The events of the September 11 attacks, and the subsequent expansion of the United States counter-terrorism efforts were the subject of his 2003 book Tainted Legacy: 9/11 and the Ruin of Human Rights which finds him criticizing both the government's use of torture, which he credits with inspiring terrorists, as well as some of his human rights activist colleagues for failing to frame terrorism and genocide as a human rights issues.

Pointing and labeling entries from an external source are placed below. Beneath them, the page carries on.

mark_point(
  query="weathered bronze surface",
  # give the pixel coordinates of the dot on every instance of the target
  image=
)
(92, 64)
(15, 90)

===Unitarian Universalist Service Committee===
Schulz served as the president and chief executive officer for the Unitarian Universalist Service Committee from 2010 until this retirement 2016.

===Writer===
Schulz has been the author of numerous books throughout his career and during his retirement, as well as a frequent contributor to periodicals. A selection of his books include:
- What Torture Taught Me: And Other Reflections on Justice and Theology, 2013.
- Tainted Legacy: 9/11 and the Ruin of Human Rights, 2003
- Making the Manifesto: The Birth of Religious Humanism, 2002
- In Our Own Best Interest: How Defending Human Rights Benefits Us All, 2001

==Affiliations==
Schulz served on the boards of numerous organizations including People for the American Way, Planned Parenthood, Communitarian Network, and Americans United for the Separation of Church and State. He is a senior fellow at the Carr Center for Human Rights Policy at Harvard's Kennedy School of Government,
a senior fellow at the Center for American Progress, an adjunct professor of international relations at The New School and an affiliate professor of preaching and public ethics at Meadville Lombard Theological School in Chicago.